Наши горничные девушки великолепно знали эту особенность моего отца и зачастую, услыхав издали его раздраженный голос и быстрые шаги, прятались за открытую дверь, выставляя перед собой в виде ширмы мою толстую старуху няньку. Отец налетал на нее, в течение нескольких минут выпаливал ей несколько сотен горячих слов и отходил прочь умиротворенным. Тогда девушки спокойно вылезали из своего укрытия.

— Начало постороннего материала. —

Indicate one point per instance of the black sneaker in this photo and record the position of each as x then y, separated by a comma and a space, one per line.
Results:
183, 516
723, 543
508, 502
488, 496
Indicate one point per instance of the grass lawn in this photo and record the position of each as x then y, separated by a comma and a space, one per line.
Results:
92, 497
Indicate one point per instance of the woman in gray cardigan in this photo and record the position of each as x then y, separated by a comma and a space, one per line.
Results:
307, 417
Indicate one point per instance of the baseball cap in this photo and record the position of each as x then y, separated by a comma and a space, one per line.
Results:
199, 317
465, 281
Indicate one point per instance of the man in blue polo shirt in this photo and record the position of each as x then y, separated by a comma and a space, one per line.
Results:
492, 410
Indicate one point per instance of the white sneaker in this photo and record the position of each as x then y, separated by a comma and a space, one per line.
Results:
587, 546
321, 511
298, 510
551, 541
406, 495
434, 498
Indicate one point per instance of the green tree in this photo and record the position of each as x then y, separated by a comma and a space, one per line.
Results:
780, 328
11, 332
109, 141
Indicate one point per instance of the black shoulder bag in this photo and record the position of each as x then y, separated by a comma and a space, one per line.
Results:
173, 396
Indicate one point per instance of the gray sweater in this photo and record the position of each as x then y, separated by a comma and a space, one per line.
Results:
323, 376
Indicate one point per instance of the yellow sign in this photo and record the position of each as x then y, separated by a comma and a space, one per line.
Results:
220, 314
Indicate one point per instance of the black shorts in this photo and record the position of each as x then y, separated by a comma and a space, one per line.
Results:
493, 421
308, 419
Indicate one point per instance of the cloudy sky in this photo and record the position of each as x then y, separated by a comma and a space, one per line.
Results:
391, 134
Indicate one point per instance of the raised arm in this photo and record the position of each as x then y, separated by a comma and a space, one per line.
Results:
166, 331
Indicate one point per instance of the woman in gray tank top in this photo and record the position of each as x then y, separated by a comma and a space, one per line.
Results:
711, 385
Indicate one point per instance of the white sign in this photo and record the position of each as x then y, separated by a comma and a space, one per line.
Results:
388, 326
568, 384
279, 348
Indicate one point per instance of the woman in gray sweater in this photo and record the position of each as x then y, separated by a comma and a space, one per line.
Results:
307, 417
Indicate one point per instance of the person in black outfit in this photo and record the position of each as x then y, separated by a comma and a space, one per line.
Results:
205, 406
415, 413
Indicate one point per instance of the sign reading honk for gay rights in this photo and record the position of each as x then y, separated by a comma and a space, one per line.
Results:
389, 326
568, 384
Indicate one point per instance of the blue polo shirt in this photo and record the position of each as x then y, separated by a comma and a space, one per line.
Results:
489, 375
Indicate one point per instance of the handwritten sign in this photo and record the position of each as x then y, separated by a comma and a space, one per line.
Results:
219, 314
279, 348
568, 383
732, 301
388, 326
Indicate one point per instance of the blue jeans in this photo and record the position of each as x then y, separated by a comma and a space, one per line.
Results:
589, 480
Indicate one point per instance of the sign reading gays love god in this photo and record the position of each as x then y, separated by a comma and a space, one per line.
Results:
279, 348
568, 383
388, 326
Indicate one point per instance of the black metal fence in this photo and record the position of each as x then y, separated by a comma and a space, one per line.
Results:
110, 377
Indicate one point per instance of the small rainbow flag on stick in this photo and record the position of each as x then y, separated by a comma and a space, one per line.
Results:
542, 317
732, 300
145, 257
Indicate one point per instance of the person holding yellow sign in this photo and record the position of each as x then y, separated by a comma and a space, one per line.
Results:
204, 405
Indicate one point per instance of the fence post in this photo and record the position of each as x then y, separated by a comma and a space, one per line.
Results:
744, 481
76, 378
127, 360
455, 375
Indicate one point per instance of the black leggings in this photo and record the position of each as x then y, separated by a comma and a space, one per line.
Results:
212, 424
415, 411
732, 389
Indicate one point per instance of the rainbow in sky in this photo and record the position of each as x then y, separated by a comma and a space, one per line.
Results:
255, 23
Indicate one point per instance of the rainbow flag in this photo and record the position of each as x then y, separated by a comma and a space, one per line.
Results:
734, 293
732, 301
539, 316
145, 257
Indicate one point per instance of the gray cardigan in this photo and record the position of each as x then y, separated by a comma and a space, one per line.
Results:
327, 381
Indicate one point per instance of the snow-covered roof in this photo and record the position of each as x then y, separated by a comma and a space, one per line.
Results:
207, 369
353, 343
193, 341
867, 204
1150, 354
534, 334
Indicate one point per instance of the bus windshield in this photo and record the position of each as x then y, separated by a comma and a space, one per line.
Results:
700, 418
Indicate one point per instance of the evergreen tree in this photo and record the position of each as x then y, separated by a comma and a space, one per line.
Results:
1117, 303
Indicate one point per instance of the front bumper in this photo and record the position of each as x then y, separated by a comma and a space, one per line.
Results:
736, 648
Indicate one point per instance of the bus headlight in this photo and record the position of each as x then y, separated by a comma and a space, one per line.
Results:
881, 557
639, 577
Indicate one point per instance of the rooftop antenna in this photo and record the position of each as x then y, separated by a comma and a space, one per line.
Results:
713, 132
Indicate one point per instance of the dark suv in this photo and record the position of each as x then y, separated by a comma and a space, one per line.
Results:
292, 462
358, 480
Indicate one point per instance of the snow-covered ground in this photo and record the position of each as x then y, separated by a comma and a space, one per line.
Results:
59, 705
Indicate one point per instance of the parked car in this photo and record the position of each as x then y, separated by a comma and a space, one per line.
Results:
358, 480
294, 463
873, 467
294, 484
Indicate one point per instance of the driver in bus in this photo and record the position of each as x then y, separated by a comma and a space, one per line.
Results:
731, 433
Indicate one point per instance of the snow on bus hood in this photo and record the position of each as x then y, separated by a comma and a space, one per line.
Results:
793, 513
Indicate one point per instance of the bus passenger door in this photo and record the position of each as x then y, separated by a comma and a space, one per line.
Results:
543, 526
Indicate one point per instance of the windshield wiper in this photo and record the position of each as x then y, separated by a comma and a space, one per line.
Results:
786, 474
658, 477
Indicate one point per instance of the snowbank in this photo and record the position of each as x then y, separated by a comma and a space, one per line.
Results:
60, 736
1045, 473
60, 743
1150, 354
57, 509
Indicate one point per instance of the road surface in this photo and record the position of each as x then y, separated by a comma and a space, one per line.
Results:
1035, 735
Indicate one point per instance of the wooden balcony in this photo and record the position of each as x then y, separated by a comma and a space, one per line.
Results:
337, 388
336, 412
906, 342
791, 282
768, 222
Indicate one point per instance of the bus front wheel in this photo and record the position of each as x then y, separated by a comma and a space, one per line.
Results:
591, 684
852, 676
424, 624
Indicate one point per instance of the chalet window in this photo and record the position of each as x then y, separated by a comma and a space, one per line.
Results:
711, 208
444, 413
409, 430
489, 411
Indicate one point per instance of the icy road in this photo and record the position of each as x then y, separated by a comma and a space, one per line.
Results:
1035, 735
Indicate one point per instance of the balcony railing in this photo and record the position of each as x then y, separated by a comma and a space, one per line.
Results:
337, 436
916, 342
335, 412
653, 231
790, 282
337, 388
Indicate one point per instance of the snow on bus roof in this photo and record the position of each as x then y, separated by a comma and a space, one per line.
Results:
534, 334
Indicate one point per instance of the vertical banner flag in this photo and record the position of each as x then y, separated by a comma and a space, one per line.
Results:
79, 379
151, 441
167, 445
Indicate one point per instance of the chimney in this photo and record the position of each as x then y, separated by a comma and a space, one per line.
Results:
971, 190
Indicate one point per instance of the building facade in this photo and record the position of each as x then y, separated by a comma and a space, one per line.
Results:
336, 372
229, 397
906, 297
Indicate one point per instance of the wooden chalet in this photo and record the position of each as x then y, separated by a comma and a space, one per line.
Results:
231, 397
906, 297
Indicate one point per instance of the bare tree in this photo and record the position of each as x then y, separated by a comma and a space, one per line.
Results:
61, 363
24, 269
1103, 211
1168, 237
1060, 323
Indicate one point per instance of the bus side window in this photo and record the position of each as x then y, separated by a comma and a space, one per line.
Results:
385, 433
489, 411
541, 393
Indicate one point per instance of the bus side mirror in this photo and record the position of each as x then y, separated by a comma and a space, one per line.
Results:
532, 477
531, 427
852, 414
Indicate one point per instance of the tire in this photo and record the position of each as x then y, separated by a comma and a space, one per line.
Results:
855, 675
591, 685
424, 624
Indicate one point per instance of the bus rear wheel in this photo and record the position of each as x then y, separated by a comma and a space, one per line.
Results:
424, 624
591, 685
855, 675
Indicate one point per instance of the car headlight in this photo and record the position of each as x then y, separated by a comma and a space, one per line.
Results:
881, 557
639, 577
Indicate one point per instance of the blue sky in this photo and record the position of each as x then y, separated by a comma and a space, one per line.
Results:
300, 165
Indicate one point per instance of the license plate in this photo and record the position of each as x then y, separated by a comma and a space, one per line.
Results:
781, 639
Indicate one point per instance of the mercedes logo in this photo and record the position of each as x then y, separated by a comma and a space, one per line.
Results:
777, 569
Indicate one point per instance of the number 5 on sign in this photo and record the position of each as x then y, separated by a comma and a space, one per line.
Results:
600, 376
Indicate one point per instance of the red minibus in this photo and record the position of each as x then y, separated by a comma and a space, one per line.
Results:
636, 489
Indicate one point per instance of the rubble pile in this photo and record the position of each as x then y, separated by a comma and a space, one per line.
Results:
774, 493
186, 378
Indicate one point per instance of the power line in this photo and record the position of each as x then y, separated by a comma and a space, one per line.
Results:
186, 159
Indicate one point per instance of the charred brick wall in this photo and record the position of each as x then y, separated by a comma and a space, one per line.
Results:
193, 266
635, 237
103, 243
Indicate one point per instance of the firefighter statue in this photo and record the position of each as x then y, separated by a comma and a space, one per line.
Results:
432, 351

Больше всего скандалов происходило из-за обеда. Кулинарные вкусы отца были чрезвычайно просты и невзыскательны. Он любил очень простые блюда, например, гречневую кашу, суп-лапшу, зразы, тушеную говядину и так далее, но вместе с тем обладал причудами в еде и отличался зачастую необоснованной привередливостью. Так, он очень любил колбасу, в особенности копченую, но отказывался есть ветчину и свинину. Он охотно ел всякие блюда, приготовленные с творогом, но творог не ел. Не ел он и баранины. Однажды моя тетка в имении угостила его бараниной, сказав, что это телятина — он съел с большим удовольствием. После того как ему было сказано, что его обманули, он искренно посмеялся, но все равно впредь продолжал отказываться от баранины. Избежать недоразумений с отцом из-за меню было легко — надо только было помнить его причуды, но зато совершенно неизбежны были столкновения неожиданные. То ему казалось, что суп пахнет грязной тряпкой, то он отказывался попробовать что-либо, так как видел, по его словам, что «это невкусно приготовлено», то что-то пережарено, то недожарено. Бывали случаи, когда он выходил из-за стола, не прикоснувшись к еде. На первых порах мать от этого расстраивалась, но потом привыкла.